Mas existem casos bem-sucedidos, sem dúvida. O mais notável é o da Secretaria Municipal de Saúde de Curitiba, que instituiu, desde há alguns anos, instrumentos e estratégias de gestão através do planejamento compartilhado, negociação de metas, monitoramento continuo de processos de trabalho, assegurando resultados e premiando méritos, atingindo mais de duas centenas de gestores de níveis estratégico, gerencial e operacional e aproximadamente 6,5 mil trabalhadores em saúde (dados de 2015). Assim, são definidas ações, metas e processos de trabalho transformados em cláusulas contratuais e pactuada as responsabilidades de cada nível, com subsequente formalização de um termo de compromisso anual entre gestores, equipes e representantes de usuários, com 81 indicadores para monitoramento. É estabelecido um Incentivo ao Desenvolvimento da Qualidade-IDQ, com remuneração variável em função da para qualidade dos serviços prestados, vinculados a avaliação do desempenho e metas e indicadores monitorados no período ou até que se consolidem a sua execução.

No exterior já existem experiências consolidadas. No quase finado Plano Obama para a saúde (Obamacare ou Patient Protection and Affordable Care Act – ACA, 2010), atualmente sob fogo cerrado do governo Trump, com base em conceitos semelhantes, o reembolso do hospital ou o salário do médico passam a refletir seu desempenho baseado na adesão a processos de atendimento, pontuações em pesquisas de satisfação do paciente, ou nos resultados da melhoria da saúde dos pacientes. Assim, resultados são medidos através de 12 indicadores de processos clínicos, que refletem adesão aos protocolos de tratamento, bem como aos resultados dos inquéritos de satisfação do paciente e há indicativos de que isso vem funcionando bem.

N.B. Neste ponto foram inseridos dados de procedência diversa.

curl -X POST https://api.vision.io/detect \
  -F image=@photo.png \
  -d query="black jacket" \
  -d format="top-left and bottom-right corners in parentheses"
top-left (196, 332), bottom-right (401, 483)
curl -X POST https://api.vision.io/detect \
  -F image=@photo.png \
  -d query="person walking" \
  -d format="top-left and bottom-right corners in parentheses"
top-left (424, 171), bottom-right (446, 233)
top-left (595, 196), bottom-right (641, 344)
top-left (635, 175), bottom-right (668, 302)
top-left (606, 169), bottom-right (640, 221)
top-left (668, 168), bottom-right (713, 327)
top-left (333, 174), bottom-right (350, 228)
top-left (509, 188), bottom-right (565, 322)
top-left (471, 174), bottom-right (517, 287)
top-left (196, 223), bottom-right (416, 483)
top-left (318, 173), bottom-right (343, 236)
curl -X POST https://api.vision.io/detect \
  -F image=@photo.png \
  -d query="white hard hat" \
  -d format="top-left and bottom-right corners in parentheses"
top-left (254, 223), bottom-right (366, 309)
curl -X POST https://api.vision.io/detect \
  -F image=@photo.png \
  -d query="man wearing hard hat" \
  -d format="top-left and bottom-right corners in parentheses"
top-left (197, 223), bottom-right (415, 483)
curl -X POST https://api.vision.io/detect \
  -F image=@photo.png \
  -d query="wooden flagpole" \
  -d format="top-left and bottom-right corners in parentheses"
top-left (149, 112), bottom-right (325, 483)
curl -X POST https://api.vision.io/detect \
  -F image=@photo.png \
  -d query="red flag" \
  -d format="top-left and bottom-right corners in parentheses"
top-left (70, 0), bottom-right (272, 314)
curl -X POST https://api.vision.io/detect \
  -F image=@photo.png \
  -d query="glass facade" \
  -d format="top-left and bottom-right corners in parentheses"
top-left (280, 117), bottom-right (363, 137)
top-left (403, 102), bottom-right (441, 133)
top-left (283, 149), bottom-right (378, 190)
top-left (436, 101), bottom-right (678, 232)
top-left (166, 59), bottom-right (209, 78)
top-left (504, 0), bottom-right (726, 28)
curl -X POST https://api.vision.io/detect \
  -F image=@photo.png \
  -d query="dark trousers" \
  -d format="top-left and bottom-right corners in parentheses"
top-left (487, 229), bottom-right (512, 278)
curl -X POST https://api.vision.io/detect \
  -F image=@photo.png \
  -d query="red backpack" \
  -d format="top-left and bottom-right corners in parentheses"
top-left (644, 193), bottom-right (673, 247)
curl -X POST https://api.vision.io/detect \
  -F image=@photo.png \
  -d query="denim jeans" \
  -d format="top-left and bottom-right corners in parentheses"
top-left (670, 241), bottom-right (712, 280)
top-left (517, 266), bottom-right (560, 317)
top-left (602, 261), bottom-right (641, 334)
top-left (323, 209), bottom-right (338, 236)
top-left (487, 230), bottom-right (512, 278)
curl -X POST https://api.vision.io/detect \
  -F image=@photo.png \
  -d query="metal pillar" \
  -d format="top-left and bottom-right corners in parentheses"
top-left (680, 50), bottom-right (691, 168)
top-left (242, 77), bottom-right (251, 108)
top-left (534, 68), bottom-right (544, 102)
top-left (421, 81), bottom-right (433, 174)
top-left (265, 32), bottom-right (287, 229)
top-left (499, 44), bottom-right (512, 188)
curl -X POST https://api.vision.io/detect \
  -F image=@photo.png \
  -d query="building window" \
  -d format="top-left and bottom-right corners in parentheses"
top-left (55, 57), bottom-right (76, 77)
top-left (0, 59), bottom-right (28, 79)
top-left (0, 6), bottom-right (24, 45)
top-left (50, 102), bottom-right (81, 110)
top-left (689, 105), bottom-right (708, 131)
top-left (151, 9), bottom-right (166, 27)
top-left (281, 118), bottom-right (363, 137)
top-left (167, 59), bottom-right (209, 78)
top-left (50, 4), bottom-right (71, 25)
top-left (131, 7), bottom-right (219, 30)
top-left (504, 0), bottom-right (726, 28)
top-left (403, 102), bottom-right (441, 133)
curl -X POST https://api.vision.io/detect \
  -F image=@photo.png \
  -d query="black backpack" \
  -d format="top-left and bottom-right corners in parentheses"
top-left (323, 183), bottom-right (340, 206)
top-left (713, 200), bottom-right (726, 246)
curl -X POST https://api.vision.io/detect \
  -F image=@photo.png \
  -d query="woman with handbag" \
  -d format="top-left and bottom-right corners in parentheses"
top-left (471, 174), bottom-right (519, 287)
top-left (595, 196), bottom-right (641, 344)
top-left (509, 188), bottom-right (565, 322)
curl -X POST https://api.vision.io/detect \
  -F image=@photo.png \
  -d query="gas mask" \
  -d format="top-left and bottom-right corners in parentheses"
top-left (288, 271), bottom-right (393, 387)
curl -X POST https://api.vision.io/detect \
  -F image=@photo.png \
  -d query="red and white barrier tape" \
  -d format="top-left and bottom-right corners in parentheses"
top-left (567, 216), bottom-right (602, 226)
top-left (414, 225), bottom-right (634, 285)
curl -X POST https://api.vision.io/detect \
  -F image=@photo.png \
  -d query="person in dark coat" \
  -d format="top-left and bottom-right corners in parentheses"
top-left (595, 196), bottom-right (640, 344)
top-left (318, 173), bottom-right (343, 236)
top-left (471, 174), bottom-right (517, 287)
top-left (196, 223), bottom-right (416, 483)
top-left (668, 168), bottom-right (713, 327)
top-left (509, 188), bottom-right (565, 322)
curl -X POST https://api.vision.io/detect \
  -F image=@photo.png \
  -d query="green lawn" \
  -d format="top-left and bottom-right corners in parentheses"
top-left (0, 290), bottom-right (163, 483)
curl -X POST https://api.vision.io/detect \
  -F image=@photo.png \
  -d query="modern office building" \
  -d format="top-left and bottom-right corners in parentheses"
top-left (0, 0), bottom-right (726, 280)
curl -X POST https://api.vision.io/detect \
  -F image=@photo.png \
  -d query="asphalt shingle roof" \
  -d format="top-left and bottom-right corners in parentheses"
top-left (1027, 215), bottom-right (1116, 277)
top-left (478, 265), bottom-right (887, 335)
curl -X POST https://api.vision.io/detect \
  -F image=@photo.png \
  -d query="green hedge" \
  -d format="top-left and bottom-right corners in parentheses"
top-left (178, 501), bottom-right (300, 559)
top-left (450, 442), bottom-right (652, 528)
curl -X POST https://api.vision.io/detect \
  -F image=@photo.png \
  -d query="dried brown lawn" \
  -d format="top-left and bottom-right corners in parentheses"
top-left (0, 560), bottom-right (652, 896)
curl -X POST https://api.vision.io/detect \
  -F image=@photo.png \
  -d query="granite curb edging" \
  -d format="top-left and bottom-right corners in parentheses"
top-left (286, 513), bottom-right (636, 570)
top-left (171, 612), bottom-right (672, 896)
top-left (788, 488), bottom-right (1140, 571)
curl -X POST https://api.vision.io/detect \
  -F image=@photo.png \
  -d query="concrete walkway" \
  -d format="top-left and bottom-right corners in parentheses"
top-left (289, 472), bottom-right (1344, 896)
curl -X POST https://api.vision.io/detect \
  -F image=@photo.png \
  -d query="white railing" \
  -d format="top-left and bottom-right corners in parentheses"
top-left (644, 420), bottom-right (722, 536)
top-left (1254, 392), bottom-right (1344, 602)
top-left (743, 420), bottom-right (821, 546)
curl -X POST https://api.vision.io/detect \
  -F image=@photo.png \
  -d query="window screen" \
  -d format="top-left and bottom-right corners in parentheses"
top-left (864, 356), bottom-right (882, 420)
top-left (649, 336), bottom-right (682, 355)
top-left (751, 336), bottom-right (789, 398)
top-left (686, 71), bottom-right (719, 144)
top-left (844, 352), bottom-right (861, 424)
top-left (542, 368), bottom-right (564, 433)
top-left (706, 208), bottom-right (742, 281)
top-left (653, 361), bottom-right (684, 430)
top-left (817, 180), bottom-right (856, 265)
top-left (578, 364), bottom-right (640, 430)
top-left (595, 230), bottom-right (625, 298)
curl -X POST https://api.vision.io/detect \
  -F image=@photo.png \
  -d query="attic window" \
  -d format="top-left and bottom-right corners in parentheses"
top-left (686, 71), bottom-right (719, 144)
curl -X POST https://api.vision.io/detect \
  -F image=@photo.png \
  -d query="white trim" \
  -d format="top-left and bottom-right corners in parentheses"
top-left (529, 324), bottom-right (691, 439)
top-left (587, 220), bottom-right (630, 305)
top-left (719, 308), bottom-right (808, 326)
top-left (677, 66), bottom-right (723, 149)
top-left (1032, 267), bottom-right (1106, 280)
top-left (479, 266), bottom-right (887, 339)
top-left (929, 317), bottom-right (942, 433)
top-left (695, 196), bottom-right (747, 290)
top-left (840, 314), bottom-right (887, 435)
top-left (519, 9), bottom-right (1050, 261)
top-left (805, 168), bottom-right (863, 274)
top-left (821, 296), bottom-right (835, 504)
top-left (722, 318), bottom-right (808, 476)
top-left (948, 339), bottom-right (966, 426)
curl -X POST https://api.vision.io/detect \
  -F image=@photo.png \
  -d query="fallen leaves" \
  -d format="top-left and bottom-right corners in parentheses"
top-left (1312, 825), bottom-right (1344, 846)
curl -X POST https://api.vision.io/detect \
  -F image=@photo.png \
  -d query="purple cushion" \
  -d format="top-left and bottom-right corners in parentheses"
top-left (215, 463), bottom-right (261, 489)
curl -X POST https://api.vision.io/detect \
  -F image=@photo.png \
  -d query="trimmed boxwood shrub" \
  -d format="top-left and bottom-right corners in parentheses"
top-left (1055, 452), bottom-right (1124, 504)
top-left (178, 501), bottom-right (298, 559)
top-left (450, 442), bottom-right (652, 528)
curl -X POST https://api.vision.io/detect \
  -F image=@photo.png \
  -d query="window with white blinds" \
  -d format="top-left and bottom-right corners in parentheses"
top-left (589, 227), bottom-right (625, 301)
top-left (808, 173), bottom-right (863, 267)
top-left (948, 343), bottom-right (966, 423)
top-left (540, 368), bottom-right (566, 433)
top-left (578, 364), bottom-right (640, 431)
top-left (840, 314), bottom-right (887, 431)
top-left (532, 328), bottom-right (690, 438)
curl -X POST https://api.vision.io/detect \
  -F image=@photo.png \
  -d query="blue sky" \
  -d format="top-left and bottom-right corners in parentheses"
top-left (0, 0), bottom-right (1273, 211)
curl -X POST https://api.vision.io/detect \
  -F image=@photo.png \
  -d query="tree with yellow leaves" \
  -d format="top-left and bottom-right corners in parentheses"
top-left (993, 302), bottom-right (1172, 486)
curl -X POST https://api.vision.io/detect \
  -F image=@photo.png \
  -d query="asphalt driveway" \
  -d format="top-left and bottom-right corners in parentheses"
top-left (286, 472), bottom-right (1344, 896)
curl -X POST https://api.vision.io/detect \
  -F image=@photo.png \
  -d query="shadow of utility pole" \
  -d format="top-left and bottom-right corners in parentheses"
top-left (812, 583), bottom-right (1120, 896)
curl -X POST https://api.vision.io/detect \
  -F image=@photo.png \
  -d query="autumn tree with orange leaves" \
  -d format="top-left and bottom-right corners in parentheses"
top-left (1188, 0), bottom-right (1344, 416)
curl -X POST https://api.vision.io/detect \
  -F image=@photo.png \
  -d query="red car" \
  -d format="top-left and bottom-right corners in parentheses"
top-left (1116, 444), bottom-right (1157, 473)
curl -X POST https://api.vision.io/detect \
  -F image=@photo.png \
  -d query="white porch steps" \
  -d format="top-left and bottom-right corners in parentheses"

E para o futuro, o que se espera dessa “saúde baseada em valor”? Os especialistas admitem que passar do sistema atual de taxação de serviços e procedimentos para valor levará tempo, com uma transição que parece ser mais difícil do que o esperado. Há de fato um cenário de saúde continua em evolução, no qual os prestadores devem aumentar a adoção de modelos baseados em valor, já que podem vislumbrar vantagens financeiras de curto prazo antes do declínio dos custos a longo prazo. No entanto, a transição de serviço para valor mostra ser o melhor método para reduzir os custos de saúde, aumentando o cuidado de qualidade e ajudando as pessoas a levar vidas mais saudáveis.

Resta discutir aqueles aspectos simbólicos, referidos acima, os tais valores, assim no plural. Quando é que as instituições públicas e privadas vão se importar, de fato e com consequências objetivas, com aspectos como ética; comprometimento; competência; solidariedade; trabalho em equipe; humildade; humanização?

A questão de tratar bem os pacientes, por exemplo, é um de um valor verdadeiro e legítimo. Depende de muitos fatores, entre os quais está a satisfação dos usuários, mas não apenas ela. Assim, em termos de compromissos individuais é necessário ser acolhedor e humano com os usuários, ser produtivo, ter assiduidade, se relacionar bem em equipe, atender as normas e protocolos dos serviços. Isso normalmente é tratado pelas corporações de forma superficial, para não dizer evasiva, ao culparem a falta de “condições materiais” para trabalharem e incriminarem os “governos” pelos males da saúde (quaisquer governos, aliás).

Nas equipes, além da somatória disso tudo, é preciso programar, ter compromisso e promover melhorias reais na saúde da população atendida, isto é, trazer resultados concretos na saúde da mesma, mediante indicadores a serem acompanhados devidamente, sem manobras escusas corporativas. Isso tudo vai muito além da emissão de portarias burocráticas, nascidas para serem descumpridas e esquecidas.

E é preciso também pensar em investimento educacional, em responsabilização de fato e de direito, em incremento na participação de usuários, em exercício real do poder e da autoridade por parte de quem comanda, mediante parcerias sociais diversificadas, por exemplo, com sindicatos, organizações sociais, Ministério Público, Defensoria, ONGs de Defesa da Cidadania, entre outros.

Ah, sim… é imprescindível a existência de uma sociedade civil organizada, consciente e que reivindique de fato seus direitos essenciais – e que use seu direito de votar de forma mais consciente.